A double revolution is happening to digital content. First, the companies that sell most of the content we consume are suddenly being forced to compete with most of the cloud companies that store and stream that content for them. Second, so much content is streamed or stored in the cloud that consumers no longer actually own or possess any of the content they pay for. This article examines these fundamental changes to content distribution and ownership.
For years, Dropbox has probably been the best-known file sharing and cloud storage service for consumers and small businesses, though, despite what many people may think, it has not been the only one. There were always others like Box and Google Drive, to name just two. Yet, while the others gave Dropbox a run for its money, they never really gave it much competition. That is likely to change soon (at least for business clients) because a very big player has entered the market. That player is Amazon.
Note: While Amazon has been competing with Dropbox for ages with Amazon Cloud Drive, this discussion is about Amazon Zocalo which is a new and exciting kid on the block.
Amazon Zocalo is certain to give Dropbox a serious headache for a number of reasons, one in particular: Dropbox doesn’t own its own servers; it rents space on Amazon’s. So, if Amazon chooses, it can undercut Dropbox’s charges from the start. In fact, that’s just what it has already done. Zocalo is priced at $5 for 200GB of storage per month. And as at July 2014 (when Zocalo launched), this was about a third of what Dropbox was charging for almost identical offerings. Dropbox has since responded by increasing the storage allocation on its pro offering.

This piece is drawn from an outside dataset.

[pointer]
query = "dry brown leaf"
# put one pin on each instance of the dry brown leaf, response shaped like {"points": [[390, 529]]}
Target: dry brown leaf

No doubt, Zocalo is unwelcome news for Dropbox, yet Amazon’s venturing into this new territory could well backfire on them. Many business commentators question the judgment of a company like Amazon entering so many new markets, competing with its own customers already in those markets, and then undercutting them. Yet it doesn’t seem to bother Amazon. Indeed, its Instant Video streaming service is a direct competitor of Netflix, and Netflix, like Dropbox, is hosted on Amazon servers. That seems to upend traditional business models, yet Amazon doesn’t stop there.
Amazon recently launched another new service, this time for the book reading public, called Kindle Unlimited. As the name suggests, subscribers have unlimited access to eBooks and audiobooks for a monthly subscription. A monthly fee of under $9.99 gives you unlimited access to over 700,000 titles and thousands of audiobooks on any device. The service, nicknamed “Netflix for books” by some, follows the Amazon practice of competing directly with its own customers, in this case, book publishers, and authors.
Competing with its own customers is a curious strategy for any company. It is as if a bank examined its customer records and then decided to establish subsidiary businesses to compete directly with the more successful customers. This analogy is only partially accurate. Few bank customers would be in banking or similar industries, whereas Amazon has been in the online content delivery and related services business for many years. So Amazon is not diversifying into entirely new markets when it establishes subsidiaries that compete with the likes of Netflix and Dropbox.
Nevertheless, the company’s strategy risks scaring off potential new customers and driving existing ones into the arms of competitive cloud services like Microsoft and Google. That could easily happen since any company using external servers has no choice but to reveal critical business information like its aggregate customer numbers and at least some of its operational methods to the host company. Amazon may give cast-iron guarantees of confidentiality and arm’s length procedures, but it seems reasonable to assume that any business that discovers Amazon has suddenly become a direct competitor would feel vulnerable and prefer not to use that competitor’s servers, if they had a choice.
Cloud storage and related services are changing not just companies’ business models and modus operandi, they are also changing the way individuals consume digital content. Soon, consumers will own very little, if any, of the digital content they consume. Indeed they won’t ever really possess it. That is already happening with eBooks and music.
In future, the norm for all digital content will be for users to stream it from the cloud and pay a usage fee just like they currently do for electricity and water, and once they use it, it’s gone. Digital content is quickly becoming just another utility controlled by a very small number of very large companies.